With the following performance metrics using a batch size of 1 with an input size of 320x320x1.
ONNX float32 Intel Iris Xe iGPU: ~50FPS
uint8 HEF Hailo8L: ~35FPS
I checked the PCIE throughput and got ~13,000Mbit/s
It surprises me the Hailo8L is slower running a quantized uint8 model than the iGPU is running a float32 ONNX model.
It seems odd to me a dedicated AI accelerator is slower than an old iGPU, especially since the Hailo8L is running an uint8 quantized model and the iGPU is running a full precision float32 model.

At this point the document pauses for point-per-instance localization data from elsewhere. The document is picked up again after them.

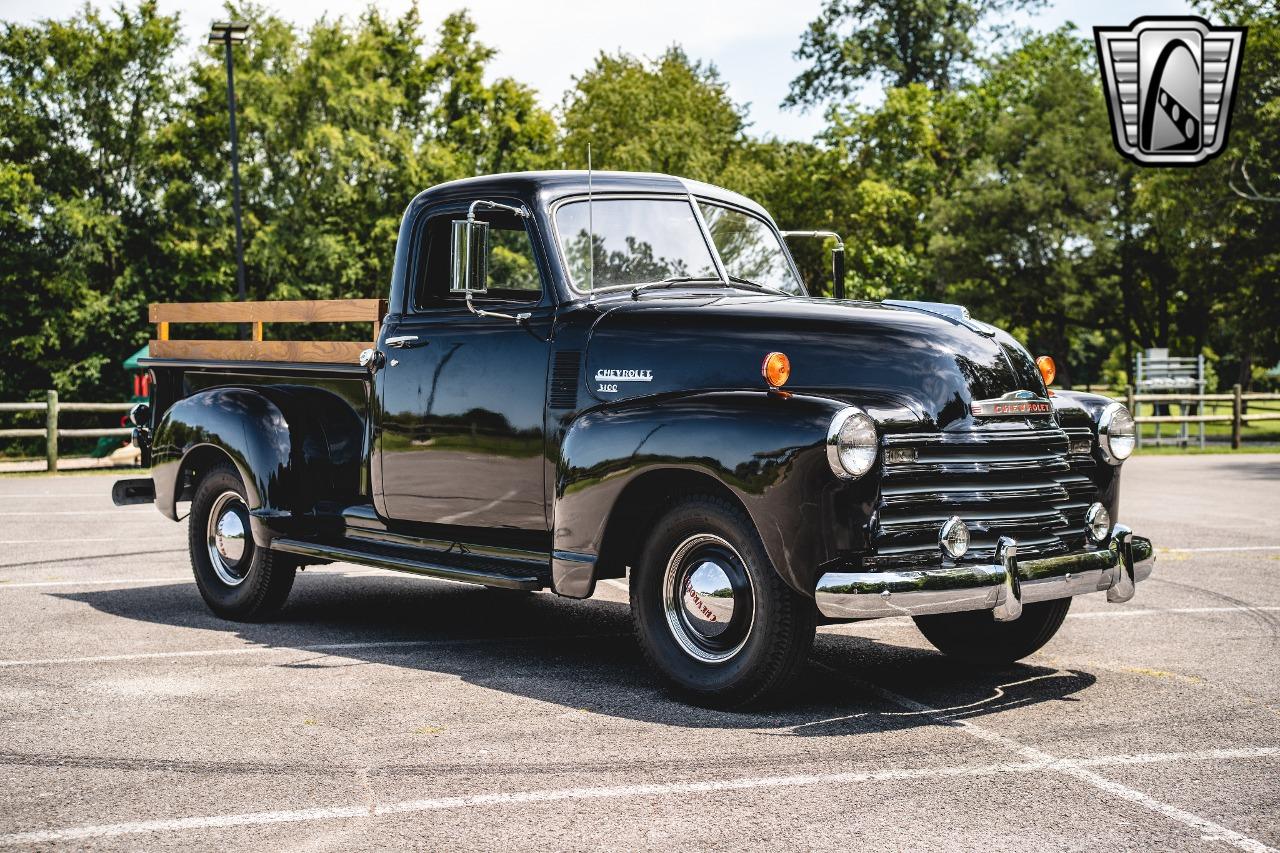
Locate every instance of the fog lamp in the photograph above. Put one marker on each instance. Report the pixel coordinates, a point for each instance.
(851, 443)
(954, 538)
(1118, 433)
(1097, 523)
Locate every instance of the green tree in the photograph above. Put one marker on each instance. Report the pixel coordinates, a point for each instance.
(671, 115)
(81, 101)
(1020, 237)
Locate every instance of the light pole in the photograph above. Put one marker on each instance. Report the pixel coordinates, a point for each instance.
(229, 32)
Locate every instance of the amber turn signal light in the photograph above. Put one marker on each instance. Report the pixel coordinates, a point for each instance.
(1047, 369)
(776, 369)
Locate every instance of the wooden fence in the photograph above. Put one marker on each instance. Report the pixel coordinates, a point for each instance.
(51, 433)
(1238, 418)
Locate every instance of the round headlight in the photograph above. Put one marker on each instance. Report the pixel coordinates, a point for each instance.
(954, 538)
(1118, 433)
(851, 443)
(1097, 523)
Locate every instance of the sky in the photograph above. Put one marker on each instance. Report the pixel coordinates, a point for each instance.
(547, 42)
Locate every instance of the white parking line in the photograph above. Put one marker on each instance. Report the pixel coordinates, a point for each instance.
(1164, 550)
(78, 539)
(1098, 614)
(95, 583)
(625, 792)
(312, 647)
(1078, 771)
(115, 511)
(105, 496)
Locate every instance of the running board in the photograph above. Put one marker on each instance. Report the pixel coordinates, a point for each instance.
(416, 565)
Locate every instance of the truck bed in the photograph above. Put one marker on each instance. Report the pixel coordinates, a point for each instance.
(256, 315)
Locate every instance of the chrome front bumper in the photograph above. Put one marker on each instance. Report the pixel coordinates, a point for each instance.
(1002, 587)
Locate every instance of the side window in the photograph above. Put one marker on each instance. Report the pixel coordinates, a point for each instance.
(512, 264)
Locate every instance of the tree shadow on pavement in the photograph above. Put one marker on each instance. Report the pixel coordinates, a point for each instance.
(581, 655)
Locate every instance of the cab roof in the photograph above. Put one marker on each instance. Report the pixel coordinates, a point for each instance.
(552, 186)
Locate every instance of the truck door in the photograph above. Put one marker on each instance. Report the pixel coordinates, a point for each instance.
(462, 398)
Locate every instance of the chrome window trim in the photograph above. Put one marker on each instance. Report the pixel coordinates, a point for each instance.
(553, 214)
(768, 223)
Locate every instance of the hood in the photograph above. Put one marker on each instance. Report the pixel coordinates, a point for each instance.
(908, 368)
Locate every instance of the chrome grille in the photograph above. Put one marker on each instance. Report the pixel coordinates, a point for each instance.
(1011, 480)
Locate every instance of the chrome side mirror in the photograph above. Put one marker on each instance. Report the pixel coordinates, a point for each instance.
(837, 258)
(470, 272)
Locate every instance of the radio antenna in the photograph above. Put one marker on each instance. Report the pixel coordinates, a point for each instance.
(590, 229)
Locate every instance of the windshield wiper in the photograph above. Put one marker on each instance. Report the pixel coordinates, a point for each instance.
(755, 286)
(672, 281)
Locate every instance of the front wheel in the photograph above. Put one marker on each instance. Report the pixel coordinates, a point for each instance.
(237, 579)
(711, 612)
(977, 638)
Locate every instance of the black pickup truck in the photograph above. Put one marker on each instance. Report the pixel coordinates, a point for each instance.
(622, 375)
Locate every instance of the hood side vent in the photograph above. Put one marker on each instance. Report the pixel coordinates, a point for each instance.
(565, 377)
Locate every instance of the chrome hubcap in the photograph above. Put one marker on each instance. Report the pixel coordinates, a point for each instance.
(708, 598)
(228, 538)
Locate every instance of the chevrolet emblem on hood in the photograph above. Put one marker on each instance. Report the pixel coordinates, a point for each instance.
(1015, 402)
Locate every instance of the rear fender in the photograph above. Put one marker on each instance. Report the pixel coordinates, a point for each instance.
(293, 446)
(766, 450)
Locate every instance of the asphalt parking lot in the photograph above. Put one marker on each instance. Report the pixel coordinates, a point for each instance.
(387, 711)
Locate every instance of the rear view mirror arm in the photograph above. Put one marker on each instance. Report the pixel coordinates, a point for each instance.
(522, 318)
(837, 258)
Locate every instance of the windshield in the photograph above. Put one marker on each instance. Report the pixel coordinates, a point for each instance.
(636, 241)
(749, 249)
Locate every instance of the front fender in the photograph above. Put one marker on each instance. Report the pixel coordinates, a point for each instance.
(293, 447)
(768, 450)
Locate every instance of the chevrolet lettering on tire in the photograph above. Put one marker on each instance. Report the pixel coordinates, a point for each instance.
(627, 378)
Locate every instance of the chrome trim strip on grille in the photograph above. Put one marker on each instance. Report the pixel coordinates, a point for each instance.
(1002, 479)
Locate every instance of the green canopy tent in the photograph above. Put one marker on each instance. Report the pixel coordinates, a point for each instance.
(132, 361)
(108, 445)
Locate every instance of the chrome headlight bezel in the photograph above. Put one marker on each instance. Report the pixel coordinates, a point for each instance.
(1115, 454)
(849, 459)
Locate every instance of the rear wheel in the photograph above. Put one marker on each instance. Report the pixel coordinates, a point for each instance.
(237, 579)
(976, 637)
(711, 612)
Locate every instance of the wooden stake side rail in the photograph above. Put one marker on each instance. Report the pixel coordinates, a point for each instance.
(256, 314)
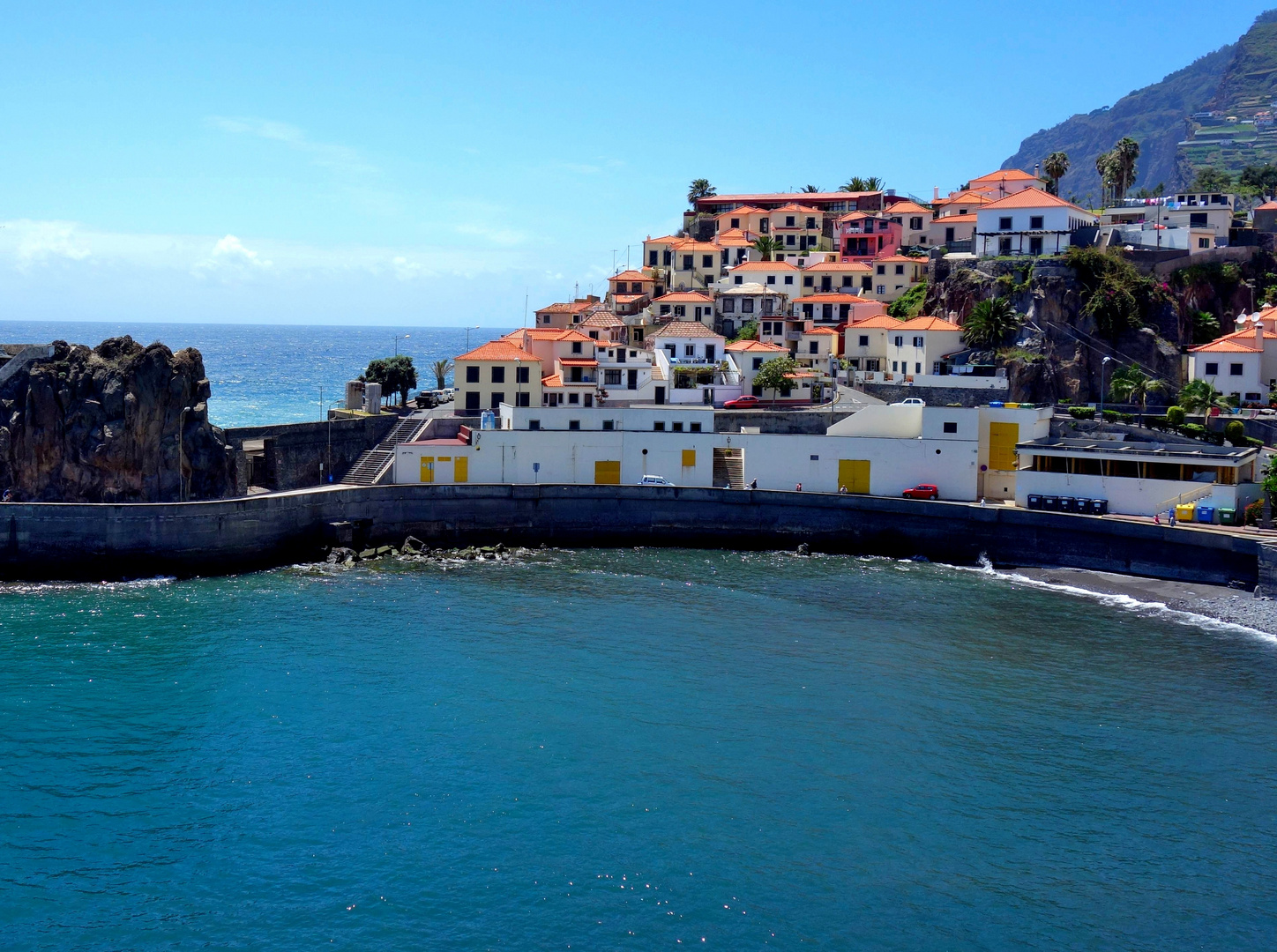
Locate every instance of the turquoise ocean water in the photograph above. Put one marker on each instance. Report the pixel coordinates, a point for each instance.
(630, 750)
(271, 373)
(617, 749)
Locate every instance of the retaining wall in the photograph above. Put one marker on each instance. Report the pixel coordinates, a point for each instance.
(294, 450)
(105, 541)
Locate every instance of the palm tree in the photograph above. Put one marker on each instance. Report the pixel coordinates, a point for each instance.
(1057, 166)
(1133, 385)
(700, 188)
(1199, 396)
(442, 368)
(989, 323)
(1124, 156)
(766, 247)
(858, 184)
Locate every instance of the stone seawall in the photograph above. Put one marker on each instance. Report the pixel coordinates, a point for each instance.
(293, 452)
(105, 541)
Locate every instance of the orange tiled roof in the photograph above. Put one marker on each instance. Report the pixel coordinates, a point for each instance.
(756, 346)
(499, 348)
(840, 265)
(925, 323)
(686, 328)
(1031, 198)
(829, 298)
(683, 298)
(765, 265)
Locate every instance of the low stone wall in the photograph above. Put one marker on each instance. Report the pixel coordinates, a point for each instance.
(294, 450)
(935, 396)
(100, 541)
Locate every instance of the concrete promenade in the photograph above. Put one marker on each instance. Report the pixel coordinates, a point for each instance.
(108, 541)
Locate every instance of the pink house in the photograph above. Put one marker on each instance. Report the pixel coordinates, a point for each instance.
(863, 236)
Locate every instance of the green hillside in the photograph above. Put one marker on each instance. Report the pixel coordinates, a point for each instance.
(1236, 82)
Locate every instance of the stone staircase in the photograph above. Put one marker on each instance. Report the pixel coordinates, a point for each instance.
(373, 466)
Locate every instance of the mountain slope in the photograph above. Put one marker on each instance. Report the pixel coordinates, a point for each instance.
(1154, 116)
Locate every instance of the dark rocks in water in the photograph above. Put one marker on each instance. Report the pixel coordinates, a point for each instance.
(102, 427)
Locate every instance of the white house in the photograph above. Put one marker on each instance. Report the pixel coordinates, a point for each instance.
(1029, 222)
(1242, 364)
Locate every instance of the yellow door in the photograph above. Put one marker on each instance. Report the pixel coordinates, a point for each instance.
(1001, 445)
(853, 473)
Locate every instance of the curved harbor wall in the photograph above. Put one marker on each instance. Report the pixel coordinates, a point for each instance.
(106, 541)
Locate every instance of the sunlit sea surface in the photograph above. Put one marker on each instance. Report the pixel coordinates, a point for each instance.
(271, 373)
(630, 749)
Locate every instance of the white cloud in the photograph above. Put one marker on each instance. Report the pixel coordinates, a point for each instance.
(40, 242)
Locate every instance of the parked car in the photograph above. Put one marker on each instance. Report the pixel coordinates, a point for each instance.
(923, 490)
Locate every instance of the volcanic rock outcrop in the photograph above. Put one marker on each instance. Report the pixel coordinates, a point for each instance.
(102, 427)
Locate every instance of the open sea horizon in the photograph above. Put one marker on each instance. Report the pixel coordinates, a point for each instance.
(271, 373)
(616, 749)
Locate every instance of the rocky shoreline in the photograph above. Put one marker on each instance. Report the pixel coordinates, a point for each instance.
(1220, 603)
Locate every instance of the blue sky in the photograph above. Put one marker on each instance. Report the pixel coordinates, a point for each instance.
(418, 164)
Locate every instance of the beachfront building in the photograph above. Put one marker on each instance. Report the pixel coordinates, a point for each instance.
(1028, 222)
(1138, 479)
(495, 373)
(877, 450)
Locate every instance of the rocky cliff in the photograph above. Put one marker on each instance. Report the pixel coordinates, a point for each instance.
(120, 422)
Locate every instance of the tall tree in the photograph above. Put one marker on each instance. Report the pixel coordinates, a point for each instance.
(1133, 385)
(441, 369)
(766, 245)
(1057, 166)
(700, 188)
(1124, 168)
(989, 323)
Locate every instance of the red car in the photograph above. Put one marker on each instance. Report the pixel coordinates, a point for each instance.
(923, 490)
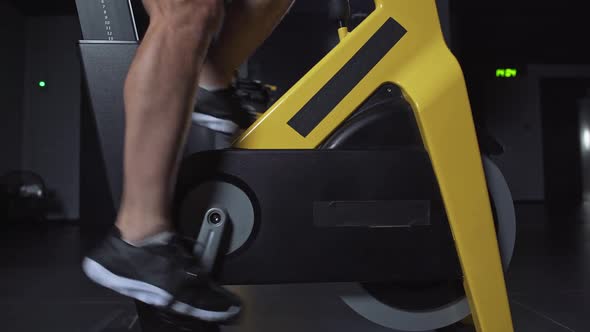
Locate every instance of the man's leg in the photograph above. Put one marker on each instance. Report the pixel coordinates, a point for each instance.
(247, 24)
(140, 259)
(159, 96)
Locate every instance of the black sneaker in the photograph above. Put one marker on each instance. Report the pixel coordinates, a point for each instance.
(221, 111)
(162, 275)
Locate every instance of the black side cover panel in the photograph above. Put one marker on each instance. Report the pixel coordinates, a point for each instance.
(299, 197)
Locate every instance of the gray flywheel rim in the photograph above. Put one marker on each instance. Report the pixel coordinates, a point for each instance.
(358, 299)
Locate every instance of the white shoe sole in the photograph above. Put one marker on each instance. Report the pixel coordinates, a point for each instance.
(220, 125)
(150, 294)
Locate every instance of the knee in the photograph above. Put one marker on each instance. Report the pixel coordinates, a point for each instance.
(188, 13)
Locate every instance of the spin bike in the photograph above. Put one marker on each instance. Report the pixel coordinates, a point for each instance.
(367, 171)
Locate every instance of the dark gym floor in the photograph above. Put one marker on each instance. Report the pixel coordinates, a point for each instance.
(43, 289)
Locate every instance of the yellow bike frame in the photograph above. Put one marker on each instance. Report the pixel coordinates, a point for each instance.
(401, 43)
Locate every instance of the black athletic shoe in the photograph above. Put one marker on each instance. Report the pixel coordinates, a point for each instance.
(160, 274)
(221, 111)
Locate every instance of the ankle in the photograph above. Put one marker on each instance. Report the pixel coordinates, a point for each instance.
(138, 229)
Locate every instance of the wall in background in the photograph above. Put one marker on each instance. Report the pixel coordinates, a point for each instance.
(51, 127)
(507, 110)
(12, 30)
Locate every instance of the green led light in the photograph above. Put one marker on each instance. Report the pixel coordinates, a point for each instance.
(506, 72)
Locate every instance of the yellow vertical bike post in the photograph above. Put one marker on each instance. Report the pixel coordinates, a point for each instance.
(401, 42)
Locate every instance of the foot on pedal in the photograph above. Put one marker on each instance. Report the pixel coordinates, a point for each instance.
(162, 274)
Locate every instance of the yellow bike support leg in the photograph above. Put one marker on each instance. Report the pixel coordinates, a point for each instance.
(432, 81)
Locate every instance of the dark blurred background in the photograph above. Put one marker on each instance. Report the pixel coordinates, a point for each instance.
(535, 116)
(540, 117)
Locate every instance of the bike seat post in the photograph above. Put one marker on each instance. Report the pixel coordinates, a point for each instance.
(340, 11)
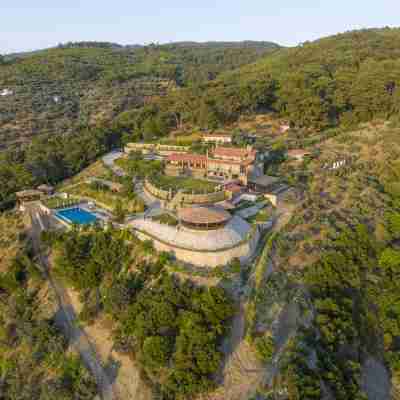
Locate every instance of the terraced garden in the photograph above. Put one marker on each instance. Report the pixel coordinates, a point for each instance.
(187, 184)
(106, 198)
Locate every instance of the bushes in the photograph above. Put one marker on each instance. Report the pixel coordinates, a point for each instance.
(265, 348)
(174, 328)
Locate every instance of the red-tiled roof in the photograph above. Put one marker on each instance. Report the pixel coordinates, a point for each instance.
(234, 188)
(233, 152)
(217, 134)
(187, 157)
(298, 152)
(204, 215)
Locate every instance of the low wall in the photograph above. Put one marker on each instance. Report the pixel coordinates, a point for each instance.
(243, 251)
(186, 198)
(155, 191)
(213, 197)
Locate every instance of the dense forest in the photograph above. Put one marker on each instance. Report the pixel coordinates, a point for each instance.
(172, 328)
(342, 79)
(58, 90)
(35, 359)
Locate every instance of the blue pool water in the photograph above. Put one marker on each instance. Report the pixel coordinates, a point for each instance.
(76, 216)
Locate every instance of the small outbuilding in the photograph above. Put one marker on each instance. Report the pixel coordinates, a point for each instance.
(46, 189)
(203, 218)
(298, 154)
(27, 196)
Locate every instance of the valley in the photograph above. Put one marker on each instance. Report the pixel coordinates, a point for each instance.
(201, 221)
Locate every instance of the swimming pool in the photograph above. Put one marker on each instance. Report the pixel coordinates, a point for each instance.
(76, 216)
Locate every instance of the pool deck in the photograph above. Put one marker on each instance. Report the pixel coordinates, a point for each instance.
(229, 236)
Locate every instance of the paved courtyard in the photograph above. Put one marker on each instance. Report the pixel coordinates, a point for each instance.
(229, 236)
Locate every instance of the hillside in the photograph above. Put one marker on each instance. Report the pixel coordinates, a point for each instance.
(55, 91)
(334, 272)
(339, 80)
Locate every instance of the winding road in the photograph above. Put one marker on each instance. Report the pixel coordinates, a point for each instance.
(66, 316)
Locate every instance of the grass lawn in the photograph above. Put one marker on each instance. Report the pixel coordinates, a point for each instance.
(139, 167)
(96, 169)
(262, 216)
(107, 198)
(56, 202)
(166, 219)
(188, 184)
(12, 230)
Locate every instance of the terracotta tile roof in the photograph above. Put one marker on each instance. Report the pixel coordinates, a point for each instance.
(187, 157)
(298, 152)
(217, 134)
(204, 215)
(234, 152)
(234, 188)
(28, 193)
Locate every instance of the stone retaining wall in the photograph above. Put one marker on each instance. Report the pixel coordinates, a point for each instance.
(155, 191)
(244, 251)
(185, 198)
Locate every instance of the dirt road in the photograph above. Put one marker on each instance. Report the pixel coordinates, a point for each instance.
(66, 317)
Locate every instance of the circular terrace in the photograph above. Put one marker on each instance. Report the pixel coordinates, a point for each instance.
(203, 218)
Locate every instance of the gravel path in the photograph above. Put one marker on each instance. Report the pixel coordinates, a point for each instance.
(109, 160)
(67, 320)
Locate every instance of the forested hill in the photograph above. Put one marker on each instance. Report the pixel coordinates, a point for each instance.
(55, 91)
(342, 79)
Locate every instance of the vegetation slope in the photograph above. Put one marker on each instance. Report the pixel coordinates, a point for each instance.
(55, 91)
(342, 79)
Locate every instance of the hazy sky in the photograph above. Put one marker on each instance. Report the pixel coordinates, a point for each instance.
(28, 24)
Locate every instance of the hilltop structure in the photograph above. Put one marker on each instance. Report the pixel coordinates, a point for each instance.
(223, 163)
(218, 138)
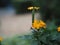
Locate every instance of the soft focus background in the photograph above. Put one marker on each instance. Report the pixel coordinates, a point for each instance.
(15, 19)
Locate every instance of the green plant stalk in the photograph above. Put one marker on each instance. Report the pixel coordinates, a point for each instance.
(33, 13)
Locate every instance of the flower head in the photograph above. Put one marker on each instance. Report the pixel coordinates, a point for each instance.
(38, 25)
(1, 38)
(58, 29)
(31, 8)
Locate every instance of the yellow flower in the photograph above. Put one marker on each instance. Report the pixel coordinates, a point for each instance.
(1, 38)
(58, 29)
(35, 24)
(38, 25)
(30, 8)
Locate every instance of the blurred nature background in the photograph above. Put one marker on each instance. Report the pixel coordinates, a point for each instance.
(15, 18)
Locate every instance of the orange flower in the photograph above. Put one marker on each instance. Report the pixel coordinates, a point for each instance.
(58, 29)
(1, 38)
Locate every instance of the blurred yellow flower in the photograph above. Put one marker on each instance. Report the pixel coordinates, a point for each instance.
(1, 38)
(58, 29)
(31, 8)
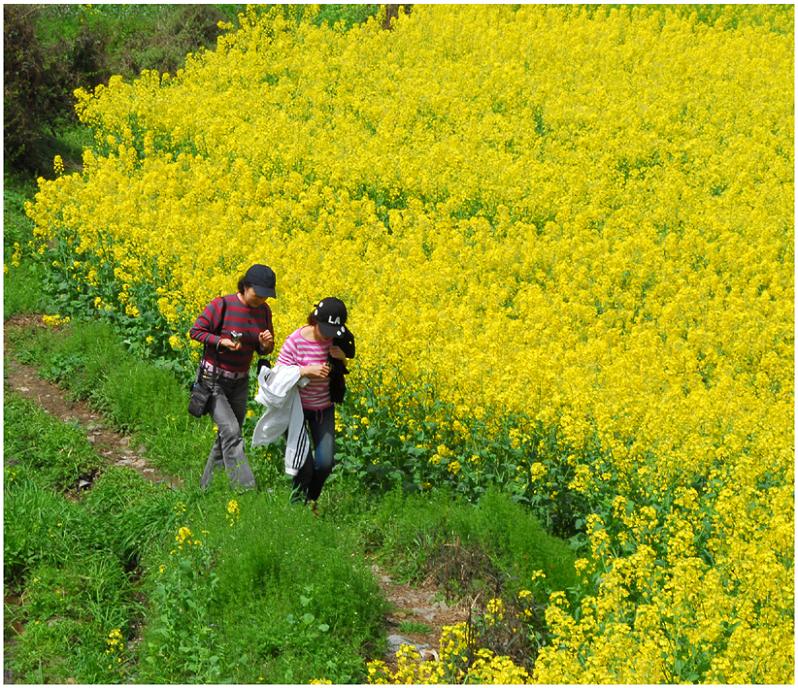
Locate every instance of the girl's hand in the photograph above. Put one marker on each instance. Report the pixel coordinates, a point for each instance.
(315, 372)
(266, 339)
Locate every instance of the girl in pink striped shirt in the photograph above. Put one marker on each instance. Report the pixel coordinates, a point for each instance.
(312, 347)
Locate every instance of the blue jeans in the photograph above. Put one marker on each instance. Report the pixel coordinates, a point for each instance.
(317, 468)
(228, 407)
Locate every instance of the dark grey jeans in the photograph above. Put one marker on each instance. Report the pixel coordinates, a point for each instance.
(315, 471)
(228, 408)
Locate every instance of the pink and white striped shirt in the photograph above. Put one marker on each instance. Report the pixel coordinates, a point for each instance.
(297, 350)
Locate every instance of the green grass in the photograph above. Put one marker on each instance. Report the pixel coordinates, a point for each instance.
(413, 627)
(279, 596)
(60, 453)
(435, 532)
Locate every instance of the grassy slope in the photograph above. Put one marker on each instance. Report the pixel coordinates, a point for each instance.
(112, 561)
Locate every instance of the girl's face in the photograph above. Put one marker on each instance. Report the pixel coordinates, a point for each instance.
(319, 335)
(252, 299)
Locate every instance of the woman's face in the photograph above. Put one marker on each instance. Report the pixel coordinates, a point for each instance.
(319, 334)
(252, 299)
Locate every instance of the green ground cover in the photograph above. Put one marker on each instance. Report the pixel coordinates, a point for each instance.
(111, 589)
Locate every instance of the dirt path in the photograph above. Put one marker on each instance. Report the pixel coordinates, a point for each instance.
(417, 613)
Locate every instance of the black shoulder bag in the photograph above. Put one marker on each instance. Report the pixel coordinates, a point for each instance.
(200, 392)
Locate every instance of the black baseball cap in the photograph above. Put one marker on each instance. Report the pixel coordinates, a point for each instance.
(262, 280)
(330, 314)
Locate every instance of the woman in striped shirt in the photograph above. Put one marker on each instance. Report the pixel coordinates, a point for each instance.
(233, 328)
(310, 347)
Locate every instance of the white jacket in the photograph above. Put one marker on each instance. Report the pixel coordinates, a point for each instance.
(278, 391)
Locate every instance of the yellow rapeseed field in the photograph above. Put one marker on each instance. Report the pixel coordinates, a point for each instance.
(579, 218)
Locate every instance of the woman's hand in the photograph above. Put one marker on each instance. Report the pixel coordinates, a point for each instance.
(316, 371)
(229, 344)
(266, 340)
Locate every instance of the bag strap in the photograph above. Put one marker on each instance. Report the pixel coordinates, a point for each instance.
(205, 344)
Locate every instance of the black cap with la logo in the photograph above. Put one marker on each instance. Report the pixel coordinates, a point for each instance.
(330, 314)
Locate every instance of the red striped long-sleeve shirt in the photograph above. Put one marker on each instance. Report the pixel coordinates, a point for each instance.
(209, 329)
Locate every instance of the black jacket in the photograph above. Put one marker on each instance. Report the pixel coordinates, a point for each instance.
(338, 368)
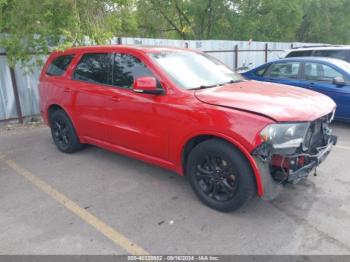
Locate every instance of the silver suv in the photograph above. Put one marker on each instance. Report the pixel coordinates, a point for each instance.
(335, 51)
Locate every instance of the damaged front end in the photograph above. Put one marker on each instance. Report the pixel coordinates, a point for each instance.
(289, 152)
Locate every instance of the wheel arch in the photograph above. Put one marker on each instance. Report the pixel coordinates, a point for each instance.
(55, 107)
(199, 138)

The model does not fit into a single Hailo-8L and is therefore divided into multiple contexts. Run the following command to confirm:
hailortcli parse-hef model.hef
With multi context models you can increase the throughput at the cost of latency by running batches of images. That will reduce the context switching overhead. e.g.,
hailortcli run model.hef --batch-size 2
hailortcli run model.hef --batch-size 4
hailortcli run model.hef --batch-size 8
The number of contexts is based on the three resources (compute, memory and control) we have on the Hailo device.
You can find this information at the end of the compiler output and the profiler report.
The compiler will try this per default. However with the Performance Mode the compiler will try harder. This will require significant longer time to complete. Please check the Hailo Dataflow Compiler User Guide performance_param.